Twins Owner Carl Pohlad and President Jerry Bell presented
MLB's Executive Council with a 38-page booklet that detailed
the team's situation. The two also discussed the "team's
bleeding finances, rebuffed legislative efforts and need to
explore options in other cities." The booklet presented to
the Council stated that the team believes "there aren't any
Minnesota-based buyers willing to keep the team in the state
at a price that Pohlad seeks" and that "no new owner could
sustain continuing losses in the Dome in the years before a
new stadium is built" (Minneapolis STAR TRIBUNE, 6/11).

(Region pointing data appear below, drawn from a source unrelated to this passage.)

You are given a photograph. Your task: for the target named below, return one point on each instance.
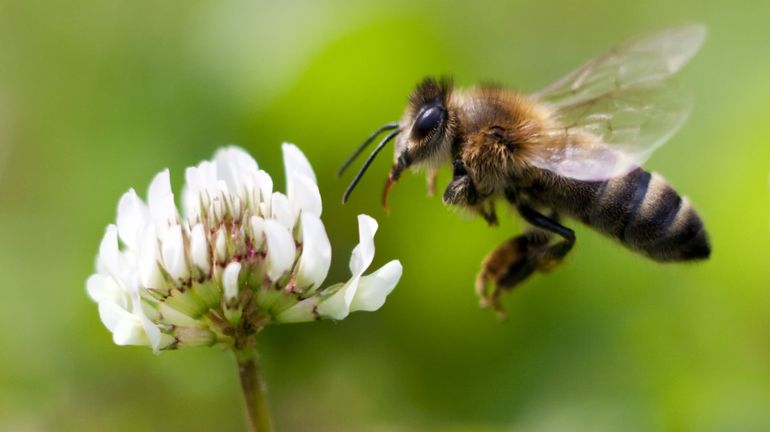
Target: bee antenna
(363, 145)
(368, 162)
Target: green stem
(257, 415)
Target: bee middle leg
(519, 257)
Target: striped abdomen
(639, 209)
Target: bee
(573, 149)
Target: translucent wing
(610, 114)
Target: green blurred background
(97, 96)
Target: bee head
(423, 135)
(426, 127)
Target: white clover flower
(239, 257)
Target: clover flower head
(240, 256)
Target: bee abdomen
(645, 213)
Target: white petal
(199, 248)
(161, 202)
(108, 260)
(151, 331)
(149, 271)
(103, 288)
(281, 250)
(363, 253)
(303, 193)
(295, 161)
(233, 166)
(173, 254)
(265, 183)
(301, 184)
(257, 233)
(230, 280)
(373, 288)
(316, 253)
(220, 245)
(130, 331)
(336, 307)
(220, 202)
(132, 218)
(198, 183)
(111, 314)
(282, 211)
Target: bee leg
(551, 255)
(487, 211)
(461, 191)
(508, 265)
(430, 179)
(516, 259)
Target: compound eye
(428, 121)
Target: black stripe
(662, 206)
(632, 207)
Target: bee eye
(429, 120)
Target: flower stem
(257, 415)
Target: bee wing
(613, 112)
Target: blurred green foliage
(97, 96)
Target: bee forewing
(637, 62)
(614, 111)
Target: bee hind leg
(519, 257)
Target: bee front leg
(462, 192)
(516, 259)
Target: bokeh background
(97, 96)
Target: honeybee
(573, 149)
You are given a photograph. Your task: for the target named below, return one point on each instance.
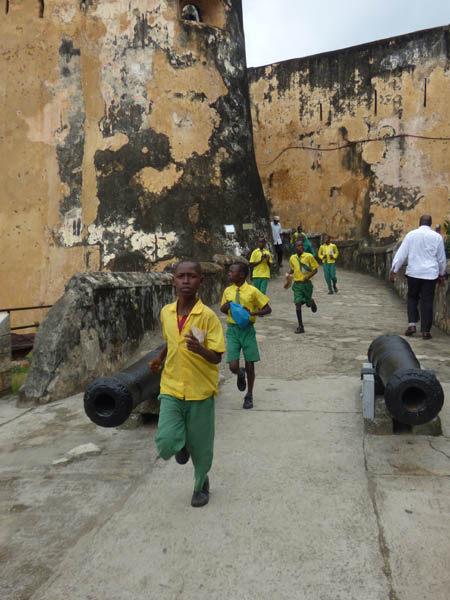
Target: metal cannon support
(109, 401)
(413, 396)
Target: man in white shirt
(277, 241)
(424, 250)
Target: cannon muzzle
(108, 401)
(413, 396)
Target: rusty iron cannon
(109, 401)
(413, 395)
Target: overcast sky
(277, 30)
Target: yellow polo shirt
(310, 264)
(262, 270)
(187, 375)
(324, 253)
(249, 296)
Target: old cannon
(108, 401)
(413, 395)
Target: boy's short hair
(243, 267)
(196, 264)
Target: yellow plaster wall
(364, 190)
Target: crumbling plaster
(374, 190)
(135, 118)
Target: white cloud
(277, 30)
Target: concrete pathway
(303, 503)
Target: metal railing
(10, 310)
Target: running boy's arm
(196, 347)
(155, 364)
(225, 308)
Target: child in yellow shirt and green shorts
(189, 379)
(303, 268)
(257, 304)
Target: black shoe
(241, 383)
(182, 456)
(201, 498)
(248, 401)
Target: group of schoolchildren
(195, 344)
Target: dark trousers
(423, 290)
(279, 251)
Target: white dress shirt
(276, 232)
(424, 250)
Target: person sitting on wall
(306, 243)
(328, 254)
(303, 268)
(260, 262)
(190, 13)
(277, 241)
(424, 250)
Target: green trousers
(261, 283)
(191, 424)
(329, 271)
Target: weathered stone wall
(377, 260)
(312, 120)
(98, 325)
(128, 137)
(5, 354)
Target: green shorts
(302, 292)
(238, 338)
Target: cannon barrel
(413, 396)
(108, 401)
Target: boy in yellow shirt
(303, 268)
(189, 378)
(328, 254)
(257, 304)
(260, 260)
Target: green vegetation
(18, 376)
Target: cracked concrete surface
(303, 503)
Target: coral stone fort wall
(126, 139)
(357, 142)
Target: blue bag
(240, 315)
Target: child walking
(328, 254)
(257, 304)
(260, 260)
(189, 379)
(303, 268)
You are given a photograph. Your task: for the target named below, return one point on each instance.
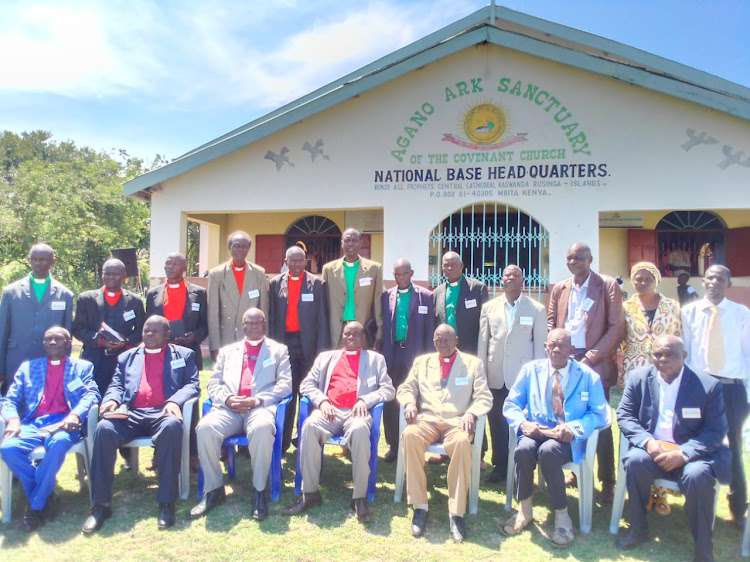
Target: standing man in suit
(28, 308)
(675, 421)
(354, 286)
(299, 319)
(589, 307)
(408, 326)
(250, 378)
(512, 332)
(344, 386)
(717, 341)
(443, 396)
(152, 383)
(459, 301)
(45, 392)
(553, 407)
(233, 287)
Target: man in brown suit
(234, 287)
(354, 286)
(589, 307)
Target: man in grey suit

LIKE FATHER, LIKE SON: MN attorney Clark Griffith,
whose father, Calvin, sold the Twins to Pohlad in '84, said
yesterday that he and a group of partners "are poised" to
offer $80-90M for the team and "keep it in the Metrodome for
the next five years." Pohlad, told of Griffith's interest:
"You think I've been working my ass off for a new stadium to
put it up for sale?" But the STAR TRIBUNE's Weiner writes
that "Griffith's comments will undoubtedly shake up the new
ballpark campaign." In Philadelphia, AL owners "will
discuss the Twins' status" today and Acting Commissioner Bud
Selig said he "would have a 'definitive' Twins announcement
Thursday" (Minneapolis STAR TRIBUNE, 6/11). A STAR TRIBUNE
editorial, on legislative action for a new ballpark: "Come
September they'll have to agree to a stadium financing plan
or face the virtual certainty of having the Twins announce a
few days later that they will leave Minnesota at the end of
the 1998 season" (Minneapolis STAR TRIBUNE, 6/11).